Pubmed Central ID:PMC3991008
Funding:R01 CA088370/CA/NCI NIH HHS/United States
K05 CA111340/CA/NCI NIH HHS/United States
R00 NR010750/NR/NINR NIH HHS/United States
R01 CA139014/CA/NCI NIH HHS/United States
U58 DP000807/DP/NCCDPHP CDC HHS/United States
N01PC54404/CA/NCI NIH HHS/United States
N01PC35145/CA/NCI NIH HHS/United States
N01PC35139/CA/NCI NIH HHS/United States
R01 CA109696/CA/NCI NIH HHS/United States
To describe which providers provide breast cancer survivorship care.
Patients and Methods
We conducted a longitudinal survey of non-metastatic breast cancer patients identified by the SEER registries of Los Angeles and Detroit. Multinomial logistic regression examined the adjusted odds of surgeon compared with a medical oncologist follow up or primary care provider compared with medical oncologist follow up, adjusting for age, race/ethnicity, insurance, tumor stage, receipt of chemotherapy, endocrine therapy use, and visit to a medical oncologist at the time of diagnosis. Results were weighted to account for sample selection and non-response.

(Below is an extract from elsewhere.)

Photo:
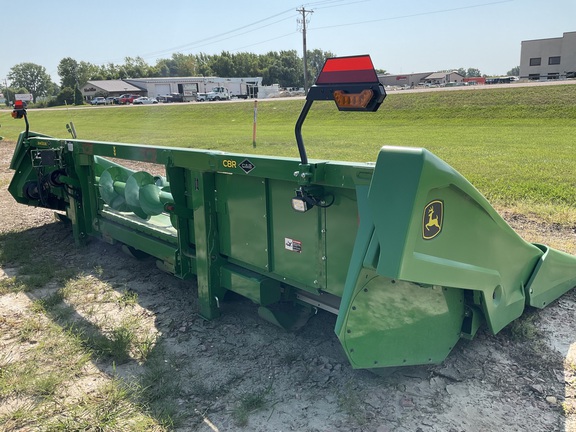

844 women had invasive disease and received chemotherapy or endocrine therapy. 65.2% reported medical oncologists as their main care provider at four years, followed by PCP/other physicians (24.3%) and surgeons (10.5%). Black women were more likely to receive their follow-up care from surgeons (OR 2.47, 95% CI 1.16–5.27) or PCP/other physicians (OR 2.62, 95% CI 1.47–4.65) than medical oncologists. Latinas were more likely to report PCP/other physician follow up than medical oncologists (OR 2.33, 95% CI 1.15–4.73). Compared with privately-insured women, Medicaid recipients were more likely to report PCP/other physician follow up (OR 2.52, 95% CI 1.24–5.15). Women taking endocrine therapy four years after diagnosis were less likely to report surgeons or PCP/other physicians as their primary provider of breast cancer follow up care.
Different survivorship care patterns based on race/ethnicity and insurance status. Interventions are needed to inform patients and providers on the recommended sources of breast cancer follow up.